The Available Child Care Options
There are four traditional options for working parents: a formal child-care center; an in-home daycare center run by a family; personal in-home care by a nanny or babysitter; or the “Grandma” option—that is having family, friends or neighbors take care of your children.
Very few families have the resources to hire a nanny, and so most families will use one of the other three options, or a mix. In our case, we live far away from the closest grandparents, so having family look after our son was not an option. Since our local YMCA where we work out also has childcare, we decided to enroll our little boy in the drop-in daycare.
High Cost Child Care Options
Full time infant childcare at the Y costs $160 per week (or $8000 per year) which is on the low end of average for the nation. According to a report by the National Association of Child Care Resource & Referral Agencies (NACCRRA), “the average annual cost of full-time care for an infant in a center ranged from $4650 in Mississippi to $18,200 a year in the District of Columbia.”
Though childcare does get cheaper as your child grows older, it is still a big expense.
Options for Lower Cost Child Care
For parents who face these challenges, there are several ways to lighten the financial burden of childcare.
1. Use your employer’s Dependent Care Account. This is a type of Flexible Spending Account that allows you to save up to $5000 pre-tax dollars per year for childcare (or elder care, if you’re taking care of aging parents). There is also a Dependent Care Tax Credit for any post-tax dollars you spend on childcare.
2. Arrange for flex-time at work. A mom-friend of mine who is the breadwinner in her house while her husband is at school has worked it out that she works from Tuesday-Saturday at her job. She takes care of their 6 month old son on Mondays, he takes care of the baby Tuesdays and Thursdays when he only has evening classes, and Grandma looks after the little one on Wednesdays and Fridays. If both Mom and Dad (and assorted grandparents) arrange for staggered schedules, you may not need any daycare—or only drop-in care for a few hours here and there.
3. Use a college student as your sitter. If you are lucky enough to live in a college town, students can make for less expensive sitters. I met several college students who were happy to do occasional babysitting when I volunteered our son for a program through Purdue’s Infant Lab. My contacts through that program are responsible 20-somethings who obviously care about kids, as they are focusing their studies on infants. Some students are even looking for more than just part-time work—to help them offset the costs of college.
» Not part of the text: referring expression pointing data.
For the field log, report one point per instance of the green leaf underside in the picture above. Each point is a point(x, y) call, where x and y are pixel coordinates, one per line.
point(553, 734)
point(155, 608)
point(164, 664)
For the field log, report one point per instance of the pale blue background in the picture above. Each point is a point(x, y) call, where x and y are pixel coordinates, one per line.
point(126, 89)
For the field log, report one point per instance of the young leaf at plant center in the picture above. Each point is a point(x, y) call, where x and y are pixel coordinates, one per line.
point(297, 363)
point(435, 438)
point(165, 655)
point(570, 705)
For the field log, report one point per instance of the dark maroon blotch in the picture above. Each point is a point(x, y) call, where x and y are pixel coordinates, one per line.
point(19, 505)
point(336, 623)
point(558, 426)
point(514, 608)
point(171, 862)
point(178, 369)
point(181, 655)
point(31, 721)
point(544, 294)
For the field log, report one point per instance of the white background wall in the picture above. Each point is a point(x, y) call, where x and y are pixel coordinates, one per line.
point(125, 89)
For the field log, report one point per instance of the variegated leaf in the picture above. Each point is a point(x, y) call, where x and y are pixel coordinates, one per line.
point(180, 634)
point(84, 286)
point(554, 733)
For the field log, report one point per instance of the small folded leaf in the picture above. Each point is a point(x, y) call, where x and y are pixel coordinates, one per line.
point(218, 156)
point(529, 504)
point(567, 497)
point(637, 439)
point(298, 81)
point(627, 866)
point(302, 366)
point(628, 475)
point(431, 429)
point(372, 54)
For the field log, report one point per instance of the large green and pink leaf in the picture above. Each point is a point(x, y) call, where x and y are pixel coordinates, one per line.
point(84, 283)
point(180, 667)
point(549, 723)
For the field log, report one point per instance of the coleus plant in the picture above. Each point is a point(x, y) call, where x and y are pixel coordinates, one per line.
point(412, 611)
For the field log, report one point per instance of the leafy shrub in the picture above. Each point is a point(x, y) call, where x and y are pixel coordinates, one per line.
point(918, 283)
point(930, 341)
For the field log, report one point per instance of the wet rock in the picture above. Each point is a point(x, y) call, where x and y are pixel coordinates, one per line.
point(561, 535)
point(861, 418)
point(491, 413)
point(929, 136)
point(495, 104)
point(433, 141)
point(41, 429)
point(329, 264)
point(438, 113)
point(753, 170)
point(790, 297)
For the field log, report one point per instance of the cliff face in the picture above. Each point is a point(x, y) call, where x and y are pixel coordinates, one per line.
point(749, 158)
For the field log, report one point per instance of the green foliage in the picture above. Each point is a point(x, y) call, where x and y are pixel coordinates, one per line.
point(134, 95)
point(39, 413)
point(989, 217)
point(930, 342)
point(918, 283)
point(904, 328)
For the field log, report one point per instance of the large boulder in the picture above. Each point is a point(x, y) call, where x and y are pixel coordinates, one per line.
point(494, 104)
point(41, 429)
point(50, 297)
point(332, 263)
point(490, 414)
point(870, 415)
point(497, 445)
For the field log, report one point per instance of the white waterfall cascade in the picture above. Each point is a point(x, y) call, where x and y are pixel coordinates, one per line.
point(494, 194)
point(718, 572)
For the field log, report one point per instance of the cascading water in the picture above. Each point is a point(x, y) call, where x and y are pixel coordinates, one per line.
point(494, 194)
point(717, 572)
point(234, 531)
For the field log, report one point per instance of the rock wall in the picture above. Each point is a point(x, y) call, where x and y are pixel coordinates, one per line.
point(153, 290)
4. Start your own daycare. In-home family day cares are very common, and if you are already unsure how to pay for day care, this could be a way to not only stay home with your child, but also earn some money. This is not an option for the faint of heart, and there may be local or state laws you must comply with.
5. Share childcare costs with a friend or neighbor. If you and another parent go in together to hire an in-home caregiver, you can divide the costs while still reaping the benefits of individualized care.
For us, I am going to stick with the Y for now. Since our son only needs childcare for 15 or so hours a week, I am able to enjoy the benefits of both being a stay-at-home-mom, as well as get some breathing room for my work.